Sementara itu, tuntutan Hamas mencakup penarikan penuh Israel dari Gaza dan penghentian semua tindakan permusuhan sebagai prasyarat untuk kesepakatan. Di sisi lain, Netanyahu dilaporkan ingin mempertahankan kontrol penuh atas Koridor Philadelphia, Penyeberangan Rafah, dan melakukan pemeriksaan ketat terhadap pengungsi yang kembali melalui Koridor Netzarim.

Krisis ini semakin memanas dengan fakta bahwa Israel menahan lebih dari 10.300 warga Palestina, sementara Hamas masih menahan sekitar 100 tawanan Israel. Serangan udara Israel yang intens juga disebut telah menewaskan puluhan tawanan Israel di Gaza. Sejak serangan Hamas pada 7 Oktober 2023, perang di Gaza telah merenggut nyawa hampir 45.400 orang, kebanyakan perempuan dan anak-anak.
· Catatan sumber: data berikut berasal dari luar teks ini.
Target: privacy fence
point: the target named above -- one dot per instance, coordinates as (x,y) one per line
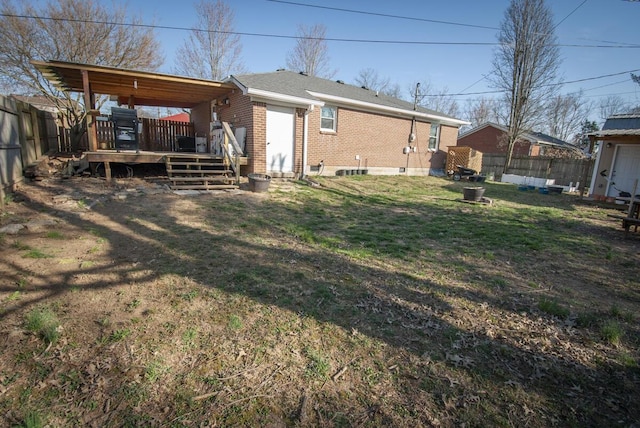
(563,171)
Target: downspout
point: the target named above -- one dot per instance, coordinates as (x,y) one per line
(593,141)
(305,140)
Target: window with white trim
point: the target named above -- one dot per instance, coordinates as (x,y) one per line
(328,118)
(434,137)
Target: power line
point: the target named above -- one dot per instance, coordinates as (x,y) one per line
(586,79)
(570,13)
(282,36)
(384,15)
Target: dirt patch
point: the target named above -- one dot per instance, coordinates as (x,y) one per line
(312,306)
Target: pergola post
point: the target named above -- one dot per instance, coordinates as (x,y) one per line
(89,106)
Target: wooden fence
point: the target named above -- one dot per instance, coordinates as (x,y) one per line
(157,135)
(564,171)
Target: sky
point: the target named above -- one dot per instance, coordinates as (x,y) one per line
(591,26)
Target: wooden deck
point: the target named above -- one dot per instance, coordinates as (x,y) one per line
(140,157)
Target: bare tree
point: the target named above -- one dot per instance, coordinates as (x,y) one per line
(212,51)
(525,65)
(612,104)
(565,115)
(481,111)
(437,99)
(369,78)
(82,31)
(311,53)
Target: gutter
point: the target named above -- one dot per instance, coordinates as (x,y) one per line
(394,110)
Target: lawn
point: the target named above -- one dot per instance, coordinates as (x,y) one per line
(358,301)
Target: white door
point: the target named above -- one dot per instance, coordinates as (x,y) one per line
(280,138)
(625,170)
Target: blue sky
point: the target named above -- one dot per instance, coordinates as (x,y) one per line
(460,68)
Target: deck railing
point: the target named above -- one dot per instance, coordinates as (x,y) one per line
(157,135)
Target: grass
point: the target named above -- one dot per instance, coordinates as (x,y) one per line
(36,254)
(44,322)
(553,307)
(612,332)
(367,301)
(318,365)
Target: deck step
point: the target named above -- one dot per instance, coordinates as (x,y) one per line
(199,173)
(208,179)
(181,163)
(204,187)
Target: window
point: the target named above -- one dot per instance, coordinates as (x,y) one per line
(434,137)
(328,117)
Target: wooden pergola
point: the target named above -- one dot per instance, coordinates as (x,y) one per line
(130,87)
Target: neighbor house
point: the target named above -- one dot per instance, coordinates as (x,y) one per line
(617,164)
(283,123)
(491,138)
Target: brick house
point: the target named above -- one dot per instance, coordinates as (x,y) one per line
(286,123)
(490,138)
(297,125)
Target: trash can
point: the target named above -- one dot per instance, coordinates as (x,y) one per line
(259,182)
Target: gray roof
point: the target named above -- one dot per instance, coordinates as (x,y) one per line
(619,125)
(531,136)
(622,121)
(302,86)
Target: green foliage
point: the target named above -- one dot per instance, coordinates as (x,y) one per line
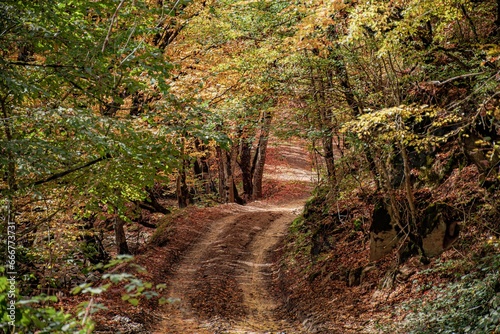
(35,315)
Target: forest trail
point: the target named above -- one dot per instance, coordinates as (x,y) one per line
(221,284)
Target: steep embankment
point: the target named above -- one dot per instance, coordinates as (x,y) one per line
(220,276)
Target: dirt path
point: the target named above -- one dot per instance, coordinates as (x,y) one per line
(221,283)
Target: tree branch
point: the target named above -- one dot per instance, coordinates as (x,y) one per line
(72,170)
(441,83)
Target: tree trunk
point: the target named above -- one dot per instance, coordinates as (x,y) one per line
(246,168)
(222,158)
(120,238)
(260,155)
(329,157)
(182,189)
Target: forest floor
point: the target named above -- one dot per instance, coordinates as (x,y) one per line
(229,269)
(223,281)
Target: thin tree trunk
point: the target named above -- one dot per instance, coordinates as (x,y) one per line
(10,178)
(120,238)
(246,168)
(221,157)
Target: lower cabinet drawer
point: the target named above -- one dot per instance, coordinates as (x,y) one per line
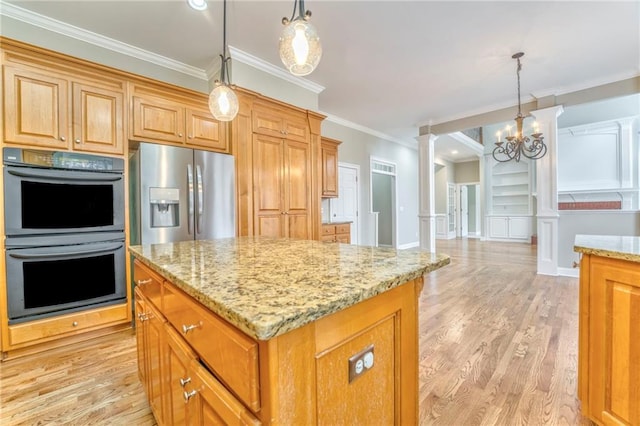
(217,405)
(229,353)
(70,324)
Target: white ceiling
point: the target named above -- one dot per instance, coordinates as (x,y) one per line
(392,66)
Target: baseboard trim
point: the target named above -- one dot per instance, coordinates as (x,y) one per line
(569,272)
(409,245)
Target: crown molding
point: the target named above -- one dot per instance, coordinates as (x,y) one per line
(363,129)
(41,21)
(273,70)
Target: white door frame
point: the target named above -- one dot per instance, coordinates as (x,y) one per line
(458,207)
(391,171)
(355,226)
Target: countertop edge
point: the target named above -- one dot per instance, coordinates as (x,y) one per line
(286,325)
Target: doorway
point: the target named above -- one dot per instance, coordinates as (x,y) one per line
(345,207)
(383,200)
(467,210)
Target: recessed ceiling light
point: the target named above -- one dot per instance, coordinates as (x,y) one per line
(198,4)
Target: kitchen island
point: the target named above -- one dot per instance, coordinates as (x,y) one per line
(609,339)
(262,330)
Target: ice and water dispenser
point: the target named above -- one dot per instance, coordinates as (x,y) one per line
(165,207)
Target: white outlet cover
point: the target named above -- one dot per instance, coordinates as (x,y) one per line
(368,360)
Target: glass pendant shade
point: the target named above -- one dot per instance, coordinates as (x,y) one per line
(223,102)
(300,48)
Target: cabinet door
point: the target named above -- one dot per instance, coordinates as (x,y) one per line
(519,227)
(36,108)
(179,387)
(98,117)
(206,132)
(614,341)
(216,406)
(156,119)
(141,346)
(297,189)
(268,186)
(329,170)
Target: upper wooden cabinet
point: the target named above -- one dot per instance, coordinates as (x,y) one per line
(329,167)
(164,116)
(281,182)
(49,109)
(272,121)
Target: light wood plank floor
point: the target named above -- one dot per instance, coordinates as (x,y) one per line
(498,345)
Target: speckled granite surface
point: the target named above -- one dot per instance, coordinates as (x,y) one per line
(268,286)
(617,247)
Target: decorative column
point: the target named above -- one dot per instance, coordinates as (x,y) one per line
(547,191)
(426,188)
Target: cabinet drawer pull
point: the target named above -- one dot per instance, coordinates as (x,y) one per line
(188,395)
(188,328)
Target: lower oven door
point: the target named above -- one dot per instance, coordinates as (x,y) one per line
(48,281)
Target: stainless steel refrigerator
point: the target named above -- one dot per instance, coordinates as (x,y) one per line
(179,194)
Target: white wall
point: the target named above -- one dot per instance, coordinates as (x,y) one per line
(358,147)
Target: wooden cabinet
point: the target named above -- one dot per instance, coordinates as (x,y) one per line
(282,185)
(160,115)
(270,120)
(299,377)
(609,340)
(340,233)
(47,109)
(329,167)
(150,341)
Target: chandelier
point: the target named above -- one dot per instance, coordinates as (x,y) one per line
(300,48)
(517,145)
(223,102)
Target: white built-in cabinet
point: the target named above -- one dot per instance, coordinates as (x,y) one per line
(509,199)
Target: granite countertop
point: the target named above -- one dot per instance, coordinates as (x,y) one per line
(268,286)
(617,247)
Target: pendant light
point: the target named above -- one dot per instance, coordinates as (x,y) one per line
(223,102)
(518,144)
(300,48)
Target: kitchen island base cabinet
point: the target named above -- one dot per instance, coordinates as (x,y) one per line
(609,346)
(304,374)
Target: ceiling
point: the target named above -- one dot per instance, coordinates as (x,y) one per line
(392,66)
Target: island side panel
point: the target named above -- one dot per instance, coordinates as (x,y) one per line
(306,371)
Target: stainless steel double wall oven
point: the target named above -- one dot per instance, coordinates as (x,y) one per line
(64,227)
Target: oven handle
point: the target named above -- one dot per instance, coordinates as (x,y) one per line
(109,248)
(56,175)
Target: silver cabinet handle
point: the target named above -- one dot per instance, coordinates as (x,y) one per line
(188,328)
(188,395)
(190,198)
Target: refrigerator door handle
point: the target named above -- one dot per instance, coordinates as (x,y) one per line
(200,189)
(190,198)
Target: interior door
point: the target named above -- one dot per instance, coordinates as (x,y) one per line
(345,207)
(464,211)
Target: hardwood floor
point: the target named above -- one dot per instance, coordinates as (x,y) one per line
(498,346)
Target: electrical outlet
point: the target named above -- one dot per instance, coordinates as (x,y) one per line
(360,363)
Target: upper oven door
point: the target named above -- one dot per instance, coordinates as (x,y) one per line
(51,201)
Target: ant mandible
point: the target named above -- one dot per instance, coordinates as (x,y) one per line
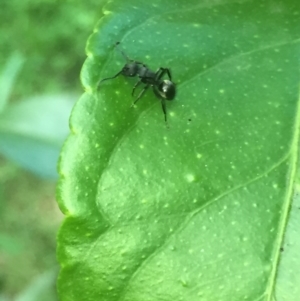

Israel kini menghadapi tekanan internasional, termasuk surat perintah penangkapan yang dikeluarkan Mahkamah Pidana Internasional terhadap Netanyahu dan mantan Menteri Pertahanan Yoav Gallant atas dugaan kejahatan perang di Gaza. Selain itu, kasus genosida yang diajukan terhadap Israel sedang berlangsung di Mahkamah Internasional.